Add Token Streaming and Interruption Handling to a Twilio Voice Mistral Integration

June 05, 2025
Written by
Alvin Lee
Contributor
Opinions expressed by Twilio contributors are their own
Reviewed by

In a previous guide, we built an AI agent with Twilio Voice that used ConversationRelay with the Mistral NeMo LLM. The Mistral NeMo LLM was available to us through the Inference Endpoints service from Hugging Face. By using Hugging Face, we could swap in one of hundreds of LLM options for our underlying AI.

For our application, ConversationRelay handled converting the caller’s real-time speech to text, which we sent as a prompt to the LLM. The LLM responds with text that you forward over a WebSocket, which ConversationRelay would convert into speech, continuing the phone call conversation. By offloading both speech-to-text (STT) and text-to-speech (TTS) to ConversationRelay, you can focus on building feature-rich voice agents and get to market faster.
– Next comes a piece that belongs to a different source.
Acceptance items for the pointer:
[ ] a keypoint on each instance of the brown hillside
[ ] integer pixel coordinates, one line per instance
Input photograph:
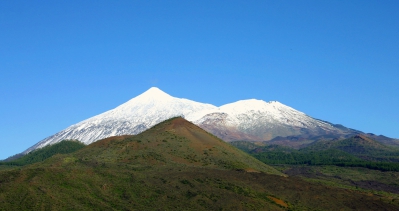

In this guide, we’ll enhance our original application with token streaming and interruption handling. The result will be a vastly improved user experience, where the voice agent begins speaking its response more quickly – reduced latency – and understands its conversation history when it is interrupted while speaking.

What is token streaming?

If you’re new to this project, read the “Brief overview of our project” section in the previous guide. Let’s focus on the interactions between ConversationRelay and the LLM.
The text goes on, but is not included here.